Shell considers drilling exploratory gas well at Rosetta field after one-year production halt

Mohamed Adel
2 Min Read
MCKITTRICK, CA - MARCH 23: Pump jacks and wells are seen in an oil field on the Monterey Shale formation where gas and oil extraction using hydraulic fracturing, or fracking, is on the verge of a boom on March 23, 2014 near McKittrick, California. Critics of fracking in California cite concerns over water usage and possible chemical pollution of ground water sources as California farmers are forced to leave unprecedented expanses of fields fallow in one of the worst droughts in California history. Concerns also include the possibility of earthquakes triggered by the fracking process which injects water, sand and various chemicals under high pressure into the ground to break the rock to release oil and gas for extraction though a well. The 800-mile-long San Andreas Fault runs north and south on the western side of the Monterey Formation in the Central Valley and is thought to be the most dangerous fault in the nation. Proponents of the fracking boom saying that the expansion of petroleum extraction is good for the economy and security by developing more domestic energy sources and increasing gas and oil exports. (Photo by David McNew/Getty Images)

Dutch Shell considers drilling an exploratory gas well in Rosetta field in Rashid concession, after it stopped production about a year ago. The company retracted the concession sale offer announced in November 2016, and the production rate at the time was 30m cubic feet of gas per day (scf/day) before halting.

Deputy Chairperson of Shell Egypt Moataz Darwish told Daily News Egypt that the company is currently studying the possibility of drilling an exploratory well in Rosetta field to resume production.

He said the field stooped production due to depletion of gas reserves, which is considered normal in the oil and gas industry with the natural decline rates of the fields.

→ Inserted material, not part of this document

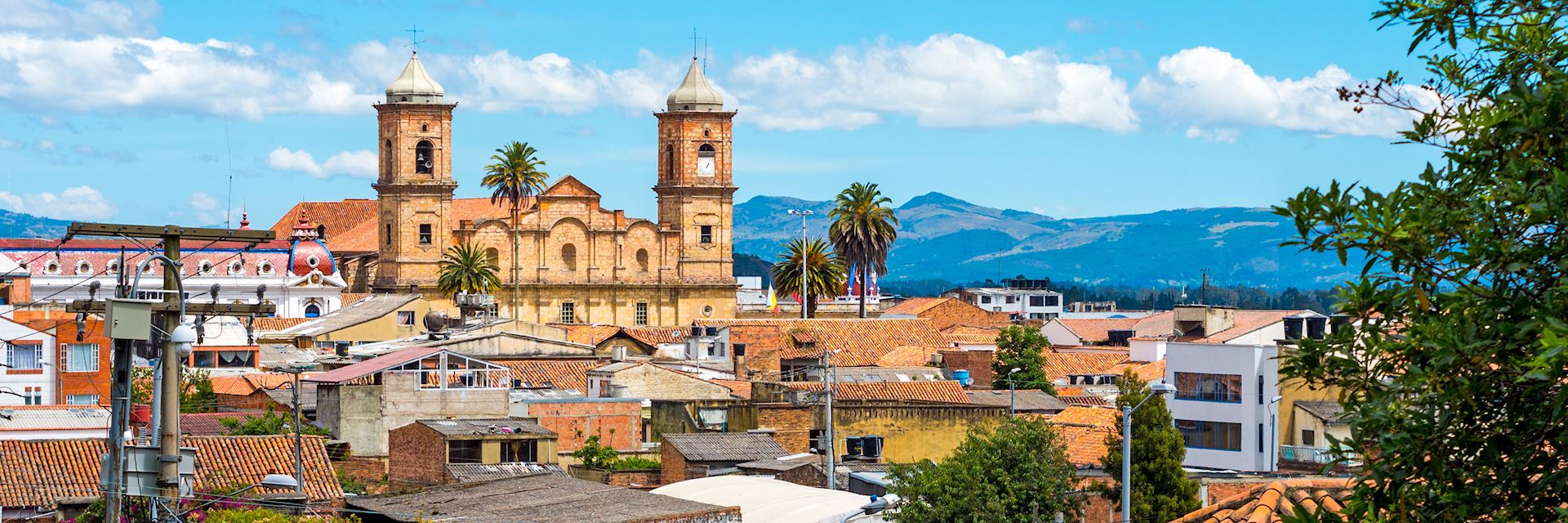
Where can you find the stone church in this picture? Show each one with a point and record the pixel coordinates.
(579, 262)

Darwish added that the Egyptian government’s decision to review gas prices with foreign partners has contributed to encouraging companies to implement programmes to develop and increase production rates, as well as consider reinvesting despite the high cost.

He explained that the Ministry of Petroleum approved price scheme linked the local price with crude Brent. It is considered a major development that keeps pace with the industry changes.

Noteworthy, the Rosetta field started production in 2001 with a capacity of 175m scf/day, then its production increased to about 275m scf/day, and reached its highest level at 420m scf/day.

Darwish said that in case of discovering reasonable gas reserves in the new exploratory well in Rosetta, its production will be linked to the Burullus gas processing plant, after the Rosetta plant was sold to BP.

He explained that the total production of Shell currently amounts to about 350m scf/day, and is produced from the Burullus field in the Mediterranean Sea. Moreover, an exploration well is being drilled in the Burullus, and the company seeks to drill a second.